Nichts. Ich will damit leben. Wenn man vor Publikum Lyrik bringt, die auch schwere Inhalte hat,
dann merken die Leute: Das sind seine Gedanken, der steckt da ehrlich dahinter. Dann wird man
angenommen – auch von Alemannen. Natürlich macht man Witze und Neckereien untereinander.
Aber man versteht sich.
Und die Jugendlichen, verstehen die Sie auch, wenn Sie mit Ihrem Projekt „Mundart in der
Schule“ kommen?
Die Jugendlichen reden an der Schule zwar eher in der Standardsprache, aber im Freundeskreis,
in der Familie switchen sie auf Schwäbisch um, wie man auf Neudeutsch sagt. Ich bin für
Zweisprachigkeit. Mundart gehört nicht ans Gericht oder in die Bank. Ich kenne einen Lehrer, der
redet im Deutschunterricht auf Hochdeutsch und im Sport Dialekt. Das finde ich gut.
Wird Schwäbisch wieder gern gehört?
Die Zeiten, als die Schwaben sich nicht getraut haben, den Mund aufzumachen, wenn Sie etwa in
Berlin waren, sind zum Glück vorbei. Wir können umschalten. Und wenn man das schwäbische
Idiom heraushört, macht uns das nichts mehr aus.
Woher kommt das neue Selbstbewusstsein?
Ich denke, das liegt an Thaddäus Trolls Buch „Deutschland deine Schwaben“. Das hat einen
dermaßenen Erfolg gehabt. Vorher galten wir als dumme Suppenschwaben, als behäbig. Der
zweite Grund ist natürlich dieser Werbeslogan „Wir können alles außer Hochdeutsch“. Der ist bei
den Schwaben zwar nicht so gut angekommen, hat dafür in der ganzen Bundesrepublik
eingeschlagen. Zum Dritten taucht Schwäbisch verstärkt in der Werbung auf. Wie bei
Schwabenbräu. „Foll subbr“ oder „sabbrlodd“ steht auf den Plakaten. Schwäbisch liegt offenbar
im Trend.
Ist dieser Trend in der Mundart-Szene zu spüren?

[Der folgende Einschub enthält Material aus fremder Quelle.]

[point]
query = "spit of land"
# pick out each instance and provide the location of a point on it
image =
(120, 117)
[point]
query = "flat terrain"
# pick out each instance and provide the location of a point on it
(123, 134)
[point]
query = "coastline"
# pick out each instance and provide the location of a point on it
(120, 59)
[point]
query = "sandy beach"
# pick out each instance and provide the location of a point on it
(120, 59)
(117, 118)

In unserem Verein hatten wir einen enormen Zuwachs, wir sind jetzt mehr als 200  Mitglieder,
davon ist die Hälfte künstlerisch aktiv. Im Ländle gibt es momentan zehn Stammtische für
Mundart-Auftritte. Und es sind viele Junge dabei. Klasse finde ich zum Beispiel die Gruppe
Subber Sach, die haben zunächst auf Englisch gesungen und sind auf Schwäbisch umgestiegen.
Und was gibt es von Ihnen auf Schwäbisch zu hören?

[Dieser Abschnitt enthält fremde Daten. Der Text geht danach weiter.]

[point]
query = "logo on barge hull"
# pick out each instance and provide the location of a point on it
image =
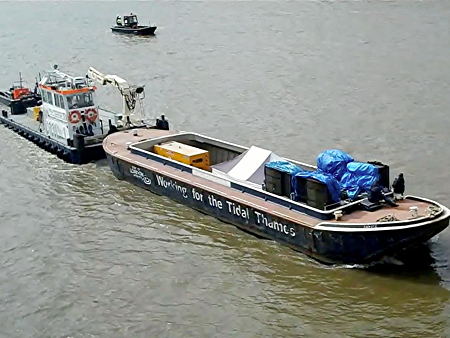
(136, 172)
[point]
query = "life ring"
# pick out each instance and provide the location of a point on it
(91, 114)
(74, 116)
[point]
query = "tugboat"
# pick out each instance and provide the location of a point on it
(68, 122)
(340, 212)
(129, 25)
(18, 98)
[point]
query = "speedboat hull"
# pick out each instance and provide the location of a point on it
(140, 30)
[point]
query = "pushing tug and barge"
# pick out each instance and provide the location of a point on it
(299, 208)
(66, 120)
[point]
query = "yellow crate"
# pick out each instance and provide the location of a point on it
(184, 153)
(36, 111)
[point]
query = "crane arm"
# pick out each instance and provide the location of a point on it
(130, 94)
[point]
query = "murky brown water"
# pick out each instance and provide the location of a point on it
(83, 254)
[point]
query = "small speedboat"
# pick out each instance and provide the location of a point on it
(129, 25)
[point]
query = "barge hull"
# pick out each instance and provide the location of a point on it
(331, 247)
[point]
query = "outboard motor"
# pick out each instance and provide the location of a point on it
(162, 123)
(399, 187)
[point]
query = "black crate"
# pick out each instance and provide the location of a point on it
(278, 182)
(383, 170)
(317, 194)
(273, 181)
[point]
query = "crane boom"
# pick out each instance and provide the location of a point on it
(130, 94)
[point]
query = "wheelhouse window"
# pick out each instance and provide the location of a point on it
(80, 100)
(49, 97)
(59, 101)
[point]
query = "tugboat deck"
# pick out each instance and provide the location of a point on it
(118, 145)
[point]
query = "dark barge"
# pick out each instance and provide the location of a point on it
(349, 232)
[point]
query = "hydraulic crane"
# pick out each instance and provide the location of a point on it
(131, 94)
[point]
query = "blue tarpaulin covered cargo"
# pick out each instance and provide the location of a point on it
(332, 184)
(333, 162)
(359, 178)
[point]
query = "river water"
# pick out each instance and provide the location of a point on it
(83, 254)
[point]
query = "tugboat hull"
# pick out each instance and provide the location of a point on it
(75, 155)
(326, 244)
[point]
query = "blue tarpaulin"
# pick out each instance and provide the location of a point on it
(334, 162)
(359, 178)
(331, 182)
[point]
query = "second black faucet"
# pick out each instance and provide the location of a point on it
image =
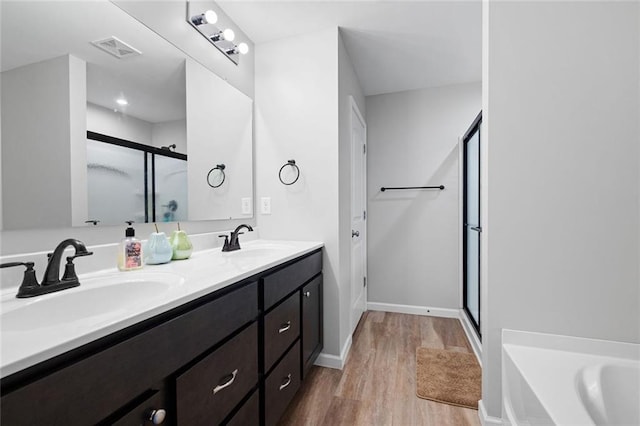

Ich mag besonders die leisen Sachen. Ein kurzes Beispiel? Hier, es heißt Ehrenwort: „Ii saag
neggs weidr, saidr. Und weidr saidr neggs. Däam koosch draua.“
Das klingt, als wäre Ihnen das Dichten auf Schwäbisch in die Wiege gelegt worden.  .  .
Schwäbisch schwätzen kann jeder, aber schreiben nicht unbedingt. Als ich 1980 damit
angefangen habe, dachte ich, das kann ich. Mit der Zeit habe ich festgestellt, dass ich es doch
nicht so gut kann. Man muss zu seinen Wurzeln zurückkehren. Wenn die geschriebene Mundart
hochwertig sein soll, unterliegt sie außerdem bestimmten Kriterien. Etwa die Lokalisierbarkeit
des Dialekts. In Böblingen sagt man zum Beispiel Wend und in Dagersheim Weed für Wind. Das
Klischee, dass im Schwäbischen an alles ein -le angehängt wird, stimmt jedenfalls nicht. Schätzle
sagt man höchsten zu einem kleinen Mädle.

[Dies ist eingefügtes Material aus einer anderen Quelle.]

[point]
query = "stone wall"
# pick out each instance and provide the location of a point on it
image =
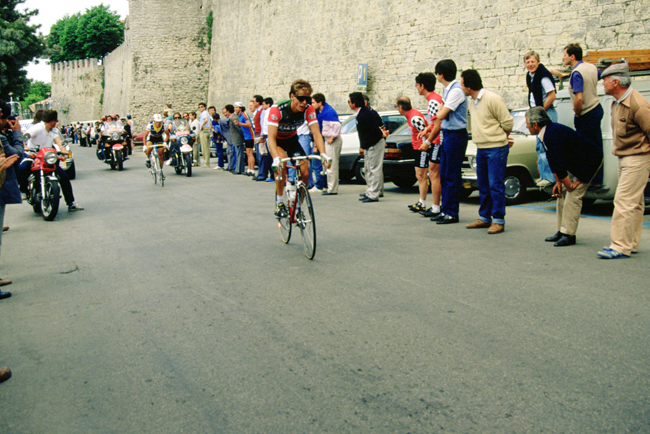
(117, 77)
(168, 64)
(323, 42)
(77, 88)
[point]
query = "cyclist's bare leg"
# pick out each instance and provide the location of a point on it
(279, 183)
(161, 155)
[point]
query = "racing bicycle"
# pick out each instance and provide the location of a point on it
(300, 208)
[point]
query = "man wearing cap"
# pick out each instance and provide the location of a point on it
(631, 144)
(574, 161)
(205, 125)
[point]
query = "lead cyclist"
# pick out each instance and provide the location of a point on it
(284, 120)
(156, 133)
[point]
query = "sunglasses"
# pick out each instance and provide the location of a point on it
(303, 98)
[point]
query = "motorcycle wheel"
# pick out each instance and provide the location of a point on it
(50, 200)
(188, 164)
(120, 163)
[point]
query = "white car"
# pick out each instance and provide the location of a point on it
(349, 162)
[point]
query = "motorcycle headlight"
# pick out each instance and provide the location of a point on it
(51, 158)
(472, 161)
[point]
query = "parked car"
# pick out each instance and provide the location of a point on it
(350, 164)
(521, 170)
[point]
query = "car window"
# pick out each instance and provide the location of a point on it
(349, 125)
(393, 122)
(520, 122)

Wie würden Sie Ihren Stil charakterisieren?
Ich versuche mich im literarischen Schwäbisch. Wenn man einen Satz genau so in der
Standardsprache aufschreiben kann, lohnt es sich auf Schwäbisch nicht. Aber wenn
Redewendungen und Wörter drin sind, die es in der Standardsprache nicht gibt, dann lohnt es
sich. „Ich bin gekommen“ und „i ben komma“ sind das Gleiche, aber „i ben hälenga komma“
kann man nicht einfach übersetzen. Oder „I hann dabfr gmachd“. Das bedeutet nicht tapfer,
sondern eher schnell. Gang firre, mach noore oder laof aane sind auch solche Redewendungen.
Jetzt bekomme ich ein schlechtes Gewissen. Als Schwäbin verstehe ich die Begriffe zwar, aber
ich benutze sie nie. Schlimm?
Nein. Sprache verändert sich immer. Wir sprechen auch nicht mehr wie die alten Ritter. Ich habe
keine Angst davor, dass der Dialekt ausstirbt.